The script did not run till the end because I did not have the cell-type labels for the dataset; nonetheless it has generated the H_results.csv, which is the loading matrix of the cells. According to the paper, using the first 10 components was enough to produce a high resolution T-SNE; that’s not quite true. Finally, I used all 20 components for K-means clustering (k=10 as provided by the ground truth) and tSNE. The clustering still looks poor (no boundaries between clusters) but the clustering returns somewhat correct numbers for each group. But still I cannot reconstruct the tSNE of figure 2h.

scNBMF results

clusters 1 2 3 4 5 6 7 8 9 10

No. of cells 20 152 20 79 36 26 22 41 57 13

scNBMF metagenes=20 tSNE

Next I run cNMF in conda env with the same data. I set -k from 8 to 20 to see what is the best k.

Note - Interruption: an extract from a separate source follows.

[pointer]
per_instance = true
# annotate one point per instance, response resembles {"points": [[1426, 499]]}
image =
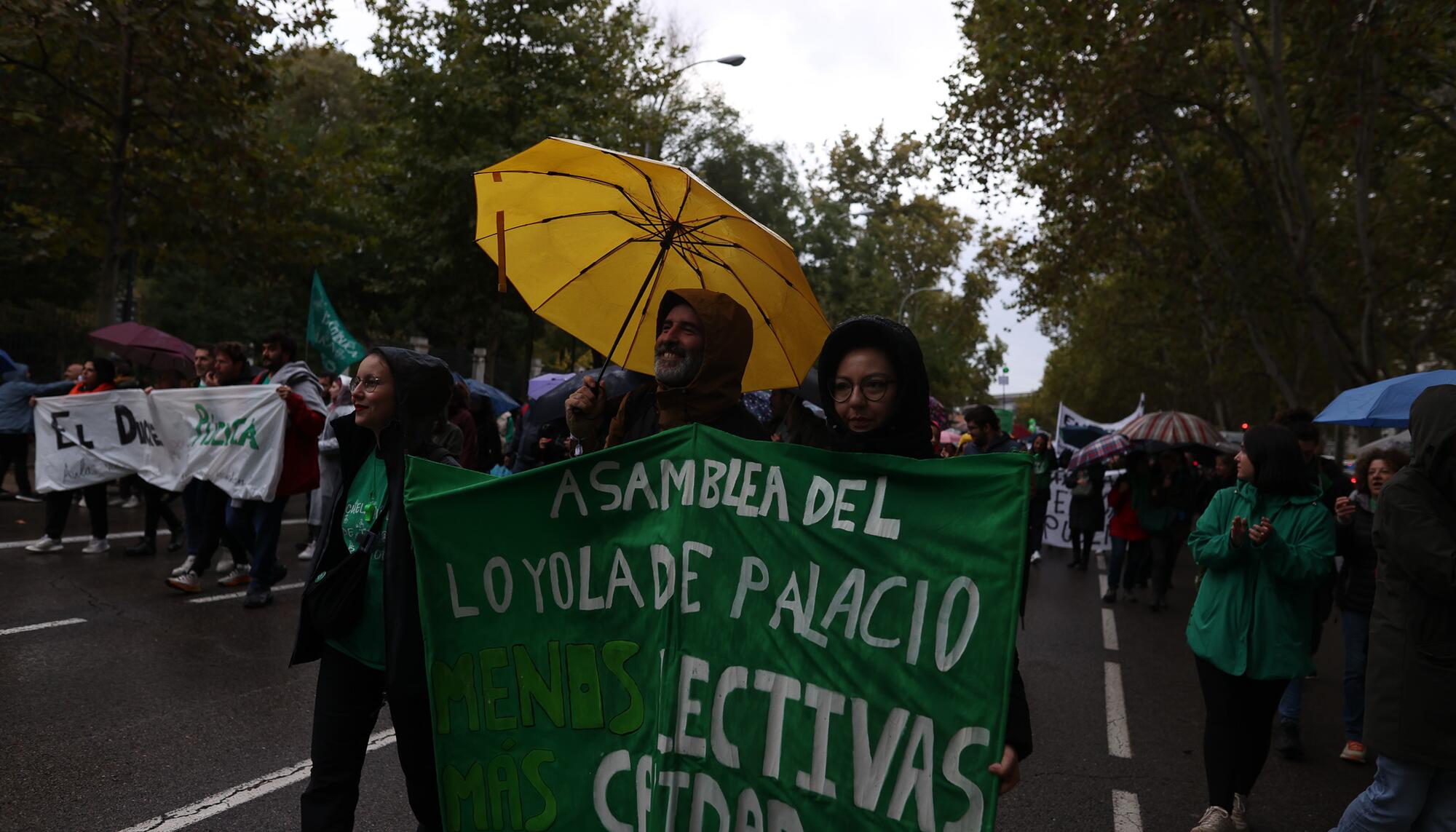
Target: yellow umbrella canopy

python ./cnmf.py prepare --output-dir /home/a/Documents/trails_errors_bioinformatics/2019_10_30_NMF_scRNA-seq/cNMF \
--name brain_data_normalised -c /home/a/Documents/trails_errors_bioinformatics/2019_10_30_NMF_scRNA-seq/E-GEOD-67835.processed.1/GSE67835-GPL15520_filtered_mtx.csv -k {8..20} --n-iter 100 --total-workers 1 --seed 14 --numgenes 2000

#Step 2 run NMF
python ./cnmf.py factorize --output-dir /home/a/Documents/trails_errors_bioinformatics/2019_10_30_NMF_scRNA-seq/cNMF \
 --name brain_data_normalised --worker-index 0 \
 --show-clustering -k {8..20} \
 --genes-file /home/a/Documents/trails_errors_bioinformatics/2019_10_30_NMF_scRNA-seq/cNMF/brain_data_normalised/brain_data_normalised.overdispersed_genes.txt

### Combine ###
python ./cnmf.py combine --output-dir /home/a/Documents/trails_errors_bioinformatics/2019_10_30_NMF_scRNA-seq/cNMF \
--name brain_data_normalised \
-k {8..20}

rm /home/a/Documents/trails_errors_bioinformatics/2019_10_30_NMF_scRNA-seq/cNMF/brain_data_normalised/cnmf_tmp/*spectra*iter*npz

python ./cnmf.py k_selection_plot \
--output-dir /home/a/Documents/trails_errors_bioinformatics/2019_10_30_NMF_scRNA-seq/cNMF \
--name brain_data_normalised

### cluster ###
python ./cnmf.py consensus --output-dir /home/a/Documents/trails_errors_bioinformatics/2019_10_30_NMF_scRNA-seq/cNMF \
--name brain_data_normalised \
--components (10/20) --local-density-threshold (0.01/0.1/2) --show-clustering

cNMF showed that using k=20 has the highest stability and lowest errors, but the consensus plots looks very strange that there are groups of cells sharing certain components (GEP). Finally, I picked k=20, density threshold=0.1 and K=10, density threshold=0.1 for the final results, as it has retained the highest information content.

scNBMF metagenes=20 tSNE

Then I input the usage.consensus.txt (the H matrix) in R for tSNE and k-means clustering (k=10). The clustering was closer to ground truth using 10 GEP for clustering compared to 20, and the tSNE showed better separations compared toe scNBMF.

cNMF results

k=10, density=0.1

clusters 1 2 3 4 5 6 7 8 9 10

No. of cells 46 1 134 32 82 102 30 2 22 15

k=20, density=0.1

clusters 1 2 3 4 5 6 7 8 9 10

No. of cells 6 32 27 164 90 80 4 14 34 15

scNMF GEP=10 density-threshold=0.1 tSNE

scNMF GEP=20 density-threshold=0.1 tSNE

SC3 clustering kinda showed that clustering is difficult among two groups of brain cells that they shared fail amount of between-cluster similarity but enough differences to maintain as two clusters. This suggested that there are common underlying GEP shared between two different cell types.

SC3 consensus matrix k=10

The good thing about cNMF is that it also output the gene_spectra matrix for looking into the gene rank (importance) in each GEP for further analysis such as GO enrichment. It is more comprehensive if one is interest in finding regulatory circuits governing the cell phenotype or dealing with more complex data. The cNMF github page also provide very good documentation of all the analysis done in the paper and two tutorials for further downstream analyses, it is definitely worth digging further for investigating GEPs and how they interact and contribute to a cell’s expression profile.